Gerade das Fahren auf Autobahnen mit den wenigen Ablenkungen und der oft eintönigen Umgebung verführt zum Einnicken. Weeß: „Monotonie ist ein Stimulus für Schläfrigkeit.“ Nach Angaben des Schlafmedizinischen Zentrum der Universität Regensburg ereignen sich viele Unfälle durch Schläfrigkeit zwischen 3 und 6 Uhr sowie 13 und 15 Uhr. Die biologische Leistungsfähigkeit des Organismus und die Konzentrationsfähigkeit des Gehirns sinken in dieser zeit auf ein Tief. Es ist ein weitverbreiteter Irrglaube, sich mit Kaffee, Energy-Drinks, lauter Musik und Frischluft beim Fahren wachhalten zu können. „Gegen Müdigkeit“, sagt Maritta Orth, „hilft nur eins: Schlaf.“

Tipps gegen Sekundenschlaf

Warnsignale beachten: Müdigkeitsattacken können sowohl bei kurzfristigem Schlafmangel als auch bei chronischen Schlafstörungen auftreten. Körperliche Vorboten sind Augenbrennen, schwere Augenlider, Gähnen und Frösteln. Auch Verschalten oder Schwierigkeiten beim Spurhalten des Autos sind Alarmsignale für die nachlassende Aufmerksamkeit.

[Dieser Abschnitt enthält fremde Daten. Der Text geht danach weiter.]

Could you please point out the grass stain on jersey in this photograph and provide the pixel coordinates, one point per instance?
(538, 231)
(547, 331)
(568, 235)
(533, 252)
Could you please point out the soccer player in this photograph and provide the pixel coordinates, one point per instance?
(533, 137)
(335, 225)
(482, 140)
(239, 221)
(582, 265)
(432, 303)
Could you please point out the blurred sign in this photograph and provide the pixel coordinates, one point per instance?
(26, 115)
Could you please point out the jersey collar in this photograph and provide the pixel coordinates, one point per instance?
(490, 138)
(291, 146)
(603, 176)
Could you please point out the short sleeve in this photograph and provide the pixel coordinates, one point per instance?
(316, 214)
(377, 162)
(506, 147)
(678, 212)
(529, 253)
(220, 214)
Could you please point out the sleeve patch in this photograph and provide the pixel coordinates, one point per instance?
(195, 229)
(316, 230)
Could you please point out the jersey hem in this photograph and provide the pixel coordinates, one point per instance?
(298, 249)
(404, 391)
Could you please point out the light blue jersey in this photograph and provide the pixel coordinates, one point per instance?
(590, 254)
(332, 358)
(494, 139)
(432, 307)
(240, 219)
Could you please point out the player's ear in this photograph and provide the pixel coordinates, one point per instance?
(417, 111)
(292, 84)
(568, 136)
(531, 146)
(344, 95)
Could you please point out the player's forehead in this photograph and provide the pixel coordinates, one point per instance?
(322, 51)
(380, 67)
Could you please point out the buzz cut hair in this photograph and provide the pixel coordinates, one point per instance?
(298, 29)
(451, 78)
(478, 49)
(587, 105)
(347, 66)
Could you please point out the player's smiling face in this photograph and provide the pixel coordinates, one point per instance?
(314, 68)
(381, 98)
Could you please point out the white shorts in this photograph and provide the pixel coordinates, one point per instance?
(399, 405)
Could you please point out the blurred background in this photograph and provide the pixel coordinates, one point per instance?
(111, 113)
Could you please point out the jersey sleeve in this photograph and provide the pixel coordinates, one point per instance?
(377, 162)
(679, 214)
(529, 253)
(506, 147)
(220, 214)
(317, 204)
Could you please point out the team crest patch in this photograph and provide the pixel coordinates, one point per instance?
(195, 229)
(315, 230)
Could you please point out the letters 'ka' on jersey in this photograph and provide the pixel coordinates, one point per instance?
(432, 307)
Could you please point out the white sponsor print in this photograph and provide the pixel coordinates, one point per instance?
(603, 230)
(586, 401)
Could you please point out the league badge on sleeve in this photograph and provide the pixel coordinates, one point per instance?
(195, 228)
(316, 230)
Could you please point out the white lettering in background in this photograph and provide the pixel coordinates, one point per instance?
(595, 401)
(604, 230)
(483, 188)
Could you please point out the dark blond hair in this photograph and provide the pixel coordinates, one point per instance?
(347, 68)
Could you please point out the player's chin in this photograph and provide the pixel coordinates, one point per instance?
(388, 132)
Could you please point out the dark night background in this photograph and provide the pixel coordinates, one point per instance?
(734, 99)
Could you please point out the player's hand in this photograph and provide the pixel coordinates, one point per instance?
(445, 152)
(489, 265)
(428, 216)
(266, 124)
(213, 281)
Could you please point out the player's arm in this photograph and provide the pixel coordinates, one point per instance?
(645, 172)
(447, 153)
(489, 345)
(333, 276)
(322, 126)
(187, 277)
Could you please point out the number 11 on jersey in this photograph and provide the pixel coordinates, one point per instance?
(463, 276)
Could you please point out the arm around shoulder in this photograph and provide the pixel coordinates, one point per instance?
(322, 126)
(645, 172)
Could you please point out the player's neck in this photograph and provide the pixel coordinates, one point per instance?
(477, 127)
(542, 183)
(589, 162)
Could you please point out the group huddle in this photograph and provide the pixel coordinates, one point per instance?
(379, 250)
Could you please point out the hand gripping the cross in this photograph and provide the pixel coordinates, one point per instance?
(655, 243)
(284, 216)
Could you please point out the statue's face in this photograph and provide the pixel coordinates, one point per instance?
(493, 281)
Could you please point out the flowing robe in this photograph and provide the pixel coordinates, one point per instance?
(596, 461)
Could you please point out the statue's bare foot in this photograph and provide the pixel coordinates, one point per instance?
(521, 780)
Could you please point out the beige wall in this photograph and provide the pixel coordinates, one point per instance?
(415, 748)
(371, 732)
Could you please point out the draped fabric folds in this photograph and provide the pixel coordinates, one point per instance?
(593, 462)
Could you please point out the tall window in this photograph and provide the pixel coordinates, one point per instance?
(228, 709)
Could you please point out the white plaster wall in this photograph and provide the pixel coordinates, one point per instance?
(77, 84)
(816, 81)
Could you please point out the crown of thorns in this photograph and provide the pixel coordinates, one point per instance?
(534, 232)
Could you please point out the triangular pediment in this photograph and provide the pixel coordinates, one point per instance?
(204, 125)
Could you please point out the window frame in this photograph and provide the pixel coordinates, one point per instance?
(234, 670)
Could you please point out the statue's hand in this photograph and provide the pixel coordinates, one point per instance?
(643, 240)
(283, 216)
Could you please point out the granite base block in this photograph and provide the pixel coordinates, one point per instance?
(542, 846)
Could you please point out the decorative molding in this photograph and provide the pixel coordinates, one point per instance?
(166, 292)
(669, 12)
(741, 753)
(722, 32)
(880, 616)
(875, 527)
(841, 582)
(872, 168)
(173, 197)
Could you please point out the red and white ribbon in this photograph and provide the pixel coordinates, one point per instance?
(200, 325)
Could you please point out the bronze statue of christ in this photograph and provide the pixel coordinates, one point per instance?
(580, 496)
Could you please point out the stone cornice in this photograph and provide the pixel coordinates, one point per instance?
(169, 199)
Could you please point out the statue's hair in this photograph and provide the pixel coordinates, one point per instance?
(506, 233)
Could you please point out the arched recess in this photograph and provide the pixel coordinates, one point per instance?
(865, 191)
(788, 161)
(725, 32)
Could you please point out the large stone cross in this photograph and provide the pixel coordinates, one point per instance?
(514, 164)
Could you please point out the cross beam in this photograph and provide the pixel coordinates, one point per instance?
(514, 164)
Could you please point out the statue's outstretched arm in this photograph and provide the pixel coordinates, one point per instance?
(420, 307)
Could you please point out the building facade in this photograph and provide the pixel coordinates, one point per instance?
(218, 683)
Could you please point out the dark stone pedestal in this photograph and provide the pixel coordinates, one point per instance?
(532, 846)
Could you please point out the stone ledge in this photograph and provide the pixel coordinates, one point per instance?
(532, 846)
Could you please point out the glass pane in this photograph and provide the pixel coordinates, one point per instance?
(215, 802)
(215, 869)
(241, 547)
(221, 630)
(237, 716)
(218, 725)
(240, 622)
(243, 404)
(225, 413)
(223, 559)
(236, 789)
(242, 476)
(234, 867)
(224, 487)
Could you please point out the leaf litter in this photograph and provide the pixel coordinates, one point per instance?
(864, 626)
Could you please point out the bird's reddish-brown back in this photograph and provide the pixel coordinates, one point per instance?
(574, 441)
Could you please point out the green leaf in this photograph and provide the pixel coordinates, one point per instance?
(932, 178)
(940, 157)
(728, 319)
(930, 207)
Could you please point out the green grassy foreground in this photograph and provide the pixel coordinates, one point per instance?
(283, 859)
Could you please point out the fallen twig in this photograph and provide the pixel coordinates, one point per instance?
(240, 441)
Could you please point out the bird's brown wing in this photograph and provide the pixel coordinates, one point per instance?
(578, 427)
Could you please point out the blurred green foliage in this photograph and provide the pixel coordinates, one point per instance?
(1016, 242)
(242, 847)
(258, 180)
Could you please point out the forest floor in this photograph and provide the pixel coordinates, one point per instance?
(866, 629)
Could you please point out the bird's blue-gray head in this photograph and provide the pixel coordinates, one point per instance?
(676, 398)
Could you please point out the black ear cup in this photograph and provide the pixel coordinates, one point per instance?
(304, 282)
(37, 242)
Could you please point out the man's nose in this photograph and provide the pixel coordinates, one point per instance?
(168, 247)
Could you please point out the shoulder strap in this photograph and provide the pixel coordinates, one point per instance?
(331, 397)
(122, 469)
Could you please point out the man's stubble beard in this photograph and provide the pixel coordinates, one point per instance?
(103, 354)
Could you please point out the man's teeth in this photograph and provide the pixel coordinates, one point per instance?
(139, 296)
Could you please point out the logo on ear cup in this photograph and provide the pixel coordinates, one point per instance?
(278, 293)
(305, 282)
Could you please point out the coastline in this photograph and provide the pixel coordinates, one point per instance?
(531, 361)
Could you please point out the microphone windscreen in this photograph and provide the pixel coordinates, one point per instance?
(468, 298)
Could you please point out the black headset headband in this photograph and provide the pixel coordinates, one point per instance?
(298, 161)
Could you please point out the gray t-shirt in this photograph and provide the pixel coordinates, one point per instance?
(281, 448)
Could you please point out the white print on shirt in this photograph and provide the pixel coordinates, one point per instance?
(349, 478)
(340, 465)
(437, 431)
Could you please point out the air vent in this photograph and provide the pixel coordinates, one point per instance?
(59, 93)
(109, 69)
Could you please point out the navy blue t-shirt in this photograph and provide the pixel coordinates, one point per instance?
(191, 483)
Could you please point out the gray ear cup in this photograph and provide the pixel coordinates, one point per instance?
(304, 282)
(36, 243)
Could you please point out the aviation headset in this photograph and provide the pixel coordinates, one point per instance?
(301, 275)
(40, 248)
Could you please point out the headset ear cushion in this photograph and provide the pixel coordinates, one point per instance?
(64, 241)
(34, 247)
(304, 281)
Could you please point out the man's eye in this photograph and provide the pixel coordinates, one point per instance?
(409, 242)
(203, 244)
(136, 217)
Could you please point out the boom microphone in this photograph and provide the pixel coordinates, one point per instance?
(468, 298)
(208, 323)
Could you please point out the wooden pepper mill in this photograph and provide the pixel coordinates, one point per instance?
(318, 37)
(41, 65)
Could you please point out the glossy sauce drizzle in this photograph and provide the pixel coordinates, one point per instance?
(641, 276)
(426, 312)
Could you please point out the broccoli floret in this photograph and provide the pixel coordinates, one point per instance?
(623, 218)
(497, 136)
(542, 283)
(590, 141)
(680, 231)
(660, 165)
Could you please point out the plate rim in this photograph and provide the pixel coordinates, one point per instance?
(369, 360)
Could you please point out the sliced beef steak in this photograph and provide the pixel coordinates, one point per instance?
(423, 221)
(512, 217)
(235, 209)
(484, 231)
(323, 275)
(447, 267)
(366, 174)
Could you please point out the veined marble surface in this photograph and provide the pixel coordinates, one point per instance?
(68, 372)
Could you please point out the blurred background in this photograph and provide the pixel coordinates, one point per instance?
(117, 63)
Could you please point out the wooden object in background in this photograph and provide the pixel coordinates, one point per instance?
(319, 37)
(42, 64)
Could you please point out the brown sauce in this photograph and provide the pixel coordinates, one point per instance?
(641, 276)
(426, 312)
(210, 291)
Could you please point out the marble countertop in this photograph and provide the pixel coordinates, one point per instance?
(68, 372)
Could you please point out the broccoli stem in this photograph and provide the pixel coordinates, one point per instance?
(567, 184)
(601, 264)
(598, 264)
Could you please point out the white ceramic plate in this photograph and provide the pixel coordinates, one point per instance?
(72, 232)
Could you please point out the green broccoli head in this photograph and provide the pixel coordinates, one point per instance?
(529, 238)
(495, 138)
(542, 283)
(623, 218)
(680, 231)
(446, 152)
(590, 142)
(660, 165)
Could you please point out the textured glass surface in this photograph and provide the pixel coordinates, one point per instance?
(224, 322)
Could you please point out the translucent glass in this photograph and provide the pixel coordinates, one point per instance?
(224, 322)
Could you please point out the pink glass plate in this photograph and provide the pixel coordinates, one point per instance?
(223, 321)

Erste Hilfe: Bei den ersten Anzeichen von Müdigkeit sollte man rasten, um Sauerstoff zu tanken und für zehn bis 20, maximal 30 Minuten auszuruhen. Wer nicht schlafen kann, sollte seinen Kreislauf durch Bewegung (joggen, Kniebeugen) an der frischen Luft in Schwung bringen.

Müdigkeit vorbeugen: Bei Dunkelheit produziert das Gehirn den Botenstoff Melatonin, der Müdigkeit hervorruft und den Schlaf fördert. Deshalb ist es wichtig, die nachlassende Aufmerksamkeit und aufkommende Schläfrigkeit rechtzeitig wahrzunehmen und grundsätzlich alle zwei Stunden zu pausieren. Nach drei bis vier Stunden oder noch später eine Rast einzulegen, erhöht das Risiko für Sekundenschlaf erheblich.